Alla fine dell‘XII secolo, successivamente all’invasione Dorica, la Grecia fu caratterizzata da un periodo di profonda crisi economica e politica che portò a un forte regresso sia nell’ambito culturale che artistico, a partire dalla scomparsa della scrittura.
Solamente dopo la metà dell’XI secolo, la Grecia conobbe un leggero miglioramento, grazie alla fondazione di alcune città presso le coste dell’Asia Minore, che oltre alla formazione di un contatto a scopo commerciale con il mondo orientale, favorirono anche lo scambia culturale.
Fu solo nell’ VIII secolo però, successivamente alla “rinascita” della scrittura, che nacque la vera storia greca, caratterizzata da una grande ripresa generale e dallo sviluppo della città.
Questi miglioramenti, però, portarono anche a delle conseguenze negative: si crearono infatti forti tensioni fra i diversi ceti sociali; inoltre le terre divennero sempre pi scarse, costringendo la maggior parte della popolazione ad emigrare.
Sul piano politico dunque, la Grecia era molto frammentata, tuttavia il patrimonio religioso rimase intatto, in quanto considerato come un’identità nazionale.

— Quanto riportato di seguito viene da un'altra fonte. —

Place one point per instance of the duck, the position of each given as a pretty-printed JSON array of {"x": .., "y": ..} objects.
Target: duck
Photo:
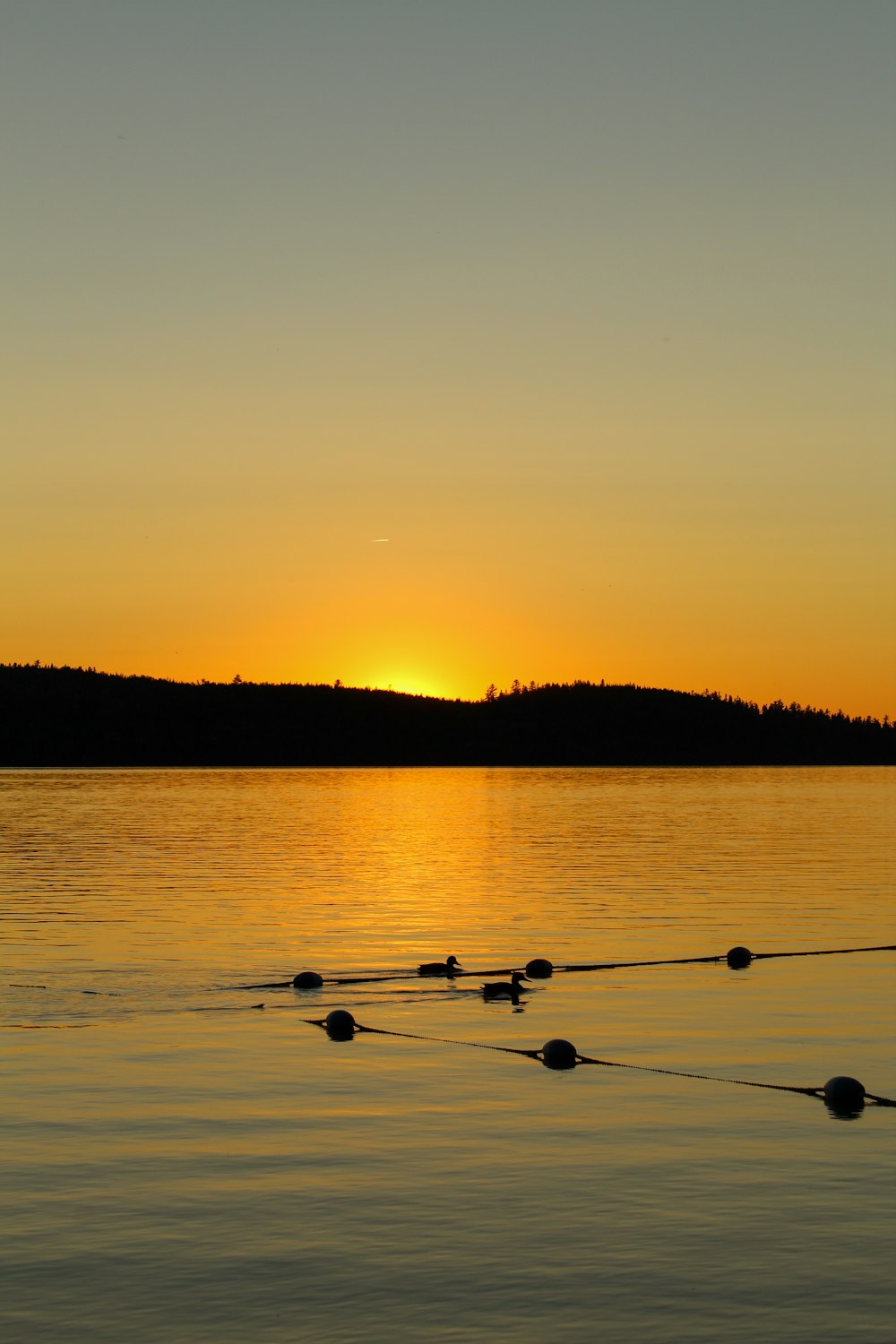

Possiamo dividere l’arte greca in tre grandi periodi:
• periodo Arcaico ( 620-480 a.C. ) durante il quale vi è una continua ricerca dell’ideale di bellezza .
• periodo Classico ( 480-330 a.C. ) dove si punta al raggiungimento della perfezione.
• periodo Ellenistico ( 330-50 a.C. ) caratterizzato dal manifestarsi di un forte effetto scenografico e dal trasmettere stupore ed emozioni verso coloro che avrebbero ammirato le varie opere.
Come si può ben notare, vi sono tre caratteristiche fondamentali che distinguono ciascuna epoca, quali la ricerca della bellezza, della perfezione e dell’effetto scenografico che evidenziano non solo il passaggio da un periodo all’altro, ma anche il forte sviluppo della civiltà.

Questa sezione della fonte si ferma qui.